Most users should use sync-profile. If an external workflow produced profile files, import them directly:

metatrawl profiles import \
  --db metatrawl.duckdb \
  --run-id SRR000001 \
  --profile-file outputs/SRR000001.profile.parquet \
  --genome-stats-file outputs/SRR000001.genome_stats.parquet \
  --gene-stats-file outputs/SRR000001.gene_stats.parquet \
  --sylph-abundance-file outputs/SRR000001.sylph.csv

Or import many samples from a manifest:

metatrawl profiles add \
  --db metatrawl.duckdb \
  --manifest completed_profiles.csv

Manifest columns:

run_id,profile_file,genome_stats_file,gene_stats_file,sylph_abundance_file
SRR000001,/path/profile.parquet,/path/genome_stats.parquet,/path/gene_stats.parquet,/path/sylph.csv

gene_stats_file is optional. A run is complete after profile positions, genome stats, and Sylph abundance have been imported.

You can still run the lower-level worker command if you want to manage the remaining-runs CSV yourself:

metatrawl profiles remaining \
  --db metatrawl.duckdb \
  --output-file remaining_runs.csv

metatrawl profile-sra \
  --db metatrawl.duckdb \
  --remaining-csv remaining_runs.csv \
  --cache-dir cache \
  --scratch-dir scratch \
  --output-dir outputs \
  --sylph-db /full/path/to/gtdb-r220-c200-dbv1.syldb \
  --threads 8

Python Query API

Use a genome view to query one genome across samples, or a sample view to query everything stored for one sample:

import polars as pl
from metatrawl import open_database

db = open_database("metatrawl.duckdb")

all_genomes = db.genomes().collect()
all_samples = db.samples().collect()
matching_genomes = db.genomes(pattern="996").collect()

genome_stats = db.genome("GCF_000001").genome_stats().collect()
gene_stats = db.genome("GCF_000001").gene_stats().collect()

sample_genomes = db.sample("SRR123").genome_stats().collect()
sample_genes = db.sample("SRR123").gene_stats(genome="GCF_000001").collect()
sample_profile = db.sample("SRR123").profile(genome="GCF_000001").collect()

Every query supports collect() for a Polars DataFrame, lazy() for additional lazy Polars transformations, and sink_parquet() for a direct DuckDB-to-Parquet export that does not materialize the result in Python:

query = db.genome("GCF_000001").profiles()

query.sink_parquet("GCF_000001.profiles.parquet")
filtered = query.lazy().filter(pl.col("sample_id").is_in(selected_samples))

Controlling concurrency and execution

sync-profile and profile-sra accept --workflow-config with a TOML or JSON file.
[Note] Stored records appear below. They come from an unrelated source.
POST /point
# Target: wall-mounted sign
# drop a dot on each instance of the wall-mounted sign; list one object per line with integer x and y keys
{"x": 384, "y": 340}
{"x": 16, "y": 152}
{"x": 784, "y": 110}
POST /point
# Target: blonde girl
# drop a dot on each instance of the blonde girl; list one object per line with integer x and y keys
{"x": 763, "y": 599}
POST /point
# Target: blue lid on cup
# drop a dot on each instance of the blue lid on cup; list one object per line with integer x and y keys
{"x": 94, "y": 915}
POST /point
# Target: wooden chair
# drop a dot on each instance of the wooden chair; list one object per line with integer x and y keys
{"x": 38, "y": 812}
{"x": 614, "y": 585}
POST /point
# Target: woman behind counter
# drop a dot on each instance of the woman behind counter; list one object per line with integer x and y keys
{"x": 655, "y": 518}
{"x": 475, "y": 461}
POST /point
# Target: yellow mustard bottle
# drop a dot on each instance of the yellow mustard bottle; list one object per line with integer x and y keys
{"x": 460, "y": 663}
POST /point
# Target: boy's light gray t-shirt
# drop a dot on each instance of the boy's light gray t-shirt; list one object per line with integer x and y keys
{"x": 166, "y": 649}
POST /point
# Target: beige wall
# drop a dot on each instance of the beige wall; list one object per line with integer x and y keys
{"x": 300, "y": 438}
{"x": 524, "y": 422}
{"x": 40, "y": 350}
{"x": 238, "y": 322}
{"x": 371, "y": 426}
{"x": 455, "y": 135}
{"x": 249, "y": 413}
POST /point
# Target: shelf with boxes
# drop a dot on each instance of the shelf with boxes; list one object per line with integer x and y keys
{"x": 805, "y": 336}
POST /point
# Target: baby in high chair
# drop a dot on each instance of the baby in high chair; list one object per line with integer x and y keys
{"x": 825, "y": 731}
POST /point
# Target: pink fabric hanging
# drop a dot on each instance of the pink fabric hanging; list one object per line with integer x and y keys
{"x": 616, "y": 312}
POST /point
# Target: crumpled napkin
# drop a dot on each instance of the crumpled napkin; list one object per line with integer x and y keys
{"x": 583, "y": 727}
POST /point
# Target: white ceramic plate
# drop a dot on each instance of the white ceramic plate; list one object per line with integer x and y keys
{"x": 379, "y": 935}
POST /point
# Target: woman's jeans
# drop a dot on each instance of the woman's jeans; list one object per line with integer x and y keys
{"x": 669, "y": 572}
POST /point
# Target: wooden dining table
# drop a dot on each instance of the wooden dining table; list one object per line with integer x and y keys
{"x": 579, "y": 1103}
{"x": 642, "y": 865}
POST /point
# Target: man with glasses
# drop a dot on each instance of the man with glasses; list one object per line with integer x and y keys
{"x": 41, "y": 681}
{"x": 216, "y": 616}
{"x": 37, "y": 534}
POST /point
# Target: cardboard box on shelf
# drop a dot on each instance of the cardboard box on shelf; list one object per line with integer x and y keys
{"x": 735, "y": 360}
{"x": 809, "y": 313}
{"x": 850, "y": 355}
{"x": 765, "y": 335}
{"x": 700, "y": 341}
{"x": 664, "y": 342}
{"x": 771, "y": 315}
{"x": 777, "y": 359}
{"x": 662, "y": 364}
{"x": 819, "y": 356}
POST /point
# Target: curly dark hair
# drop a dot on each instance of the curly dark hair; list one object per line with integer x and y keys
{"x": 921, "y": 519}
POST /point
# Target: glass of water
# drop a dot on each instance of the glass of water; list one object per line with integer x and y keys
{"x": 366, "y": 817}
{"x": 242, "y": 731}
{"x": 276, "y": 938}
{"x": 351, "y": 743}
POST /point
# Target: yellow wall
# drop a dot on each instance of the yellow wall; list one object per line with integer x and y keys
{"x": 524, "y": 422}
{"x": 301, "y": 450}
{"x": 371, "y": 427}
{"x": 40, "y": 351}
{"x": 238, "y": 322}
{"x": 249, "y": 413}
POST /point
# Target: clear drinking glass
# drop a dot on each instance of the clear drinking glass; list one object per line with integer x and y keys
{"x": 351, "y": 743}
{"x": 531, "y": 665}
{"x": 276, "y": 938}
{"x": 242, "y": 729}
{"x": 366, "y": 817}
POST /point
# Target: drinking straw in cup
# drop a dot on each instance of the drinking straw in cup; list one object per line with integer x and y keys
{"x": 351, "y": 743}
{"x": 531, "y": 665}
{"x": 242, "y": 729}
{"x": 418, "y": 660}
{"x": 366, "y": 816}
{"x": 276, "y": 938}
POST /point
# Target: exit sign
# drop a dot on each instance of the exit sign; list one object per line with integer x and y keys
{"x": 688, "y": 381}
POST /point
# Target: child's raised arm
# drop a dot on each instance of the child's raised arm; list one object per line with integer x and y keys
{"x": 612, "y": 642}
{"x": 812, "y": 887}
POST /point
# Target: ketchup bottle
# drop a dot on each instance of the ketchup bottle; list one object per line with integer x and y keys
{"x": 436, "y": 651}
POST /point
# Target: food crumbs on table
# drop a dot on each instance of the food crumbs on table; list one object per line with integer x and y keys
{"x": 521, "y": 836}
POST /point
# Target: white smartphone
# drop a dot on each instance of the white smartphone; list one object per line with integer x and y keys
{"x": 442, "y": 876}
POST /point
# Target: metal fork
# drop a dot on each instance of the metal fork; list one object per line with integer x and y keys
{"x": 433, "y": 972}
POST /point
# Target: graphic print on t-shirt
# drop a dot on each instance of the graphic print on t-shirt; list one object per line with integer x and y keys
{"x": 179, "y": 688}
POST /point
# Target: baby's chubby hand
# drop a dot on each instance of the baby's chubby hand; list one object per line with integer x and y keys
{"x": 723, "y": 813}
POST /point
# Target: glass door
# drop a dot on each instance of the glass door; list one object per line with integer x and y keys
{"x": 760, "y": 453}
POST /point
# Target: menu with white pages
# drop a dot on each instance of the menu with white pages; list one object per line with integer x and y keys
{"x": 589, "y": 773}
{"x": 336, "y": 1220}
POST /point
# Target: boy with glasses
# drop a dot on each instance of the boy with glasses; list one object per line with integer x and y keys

This separates the number of samples allowed in flight from the concurrency and CPU allocation of each stage. For example, downloads can remain highly parallel while only one Bowtie index build and two alignments run at once:

metatrawl sync-profile \
  --db metatrawl.duckdb \
  --cache-dir cache \
  --scratch-dir scratch \
  --output-dir outputs \
  --sylph-db /path/to/gtdb.syldb \
  --workflow-config examples/workflow.toml

Each stage supports workers, threads, execution = "local" | "slurm", and an optional environment table. Slurm stages also accept time, memory_gb, partition, account, and arbitrary extra sbatch options. MetaTrawl submits Slurm jobs with sbatch --wait; checkpointing, output publication, and scratch cleanup therefore happen only after the job completes.

The configurable stages are sra_download, sylph, genome_download, prodigal, prepare_profile, bowtie_build, alignment, and profile. Without --workflow-config, --threads retains the previous behavior.

The same file can provide ZipStrain matrix comparison queue and executor controls under [matrix_compare], and can be passed to matrix compare or matrix sync-compare.

Current ZipStrain profiling receives both reference.fasta and profiling_contract.json. This preserves the reference-aware profile fields and enables ref_ani in imported genome and gene statistics.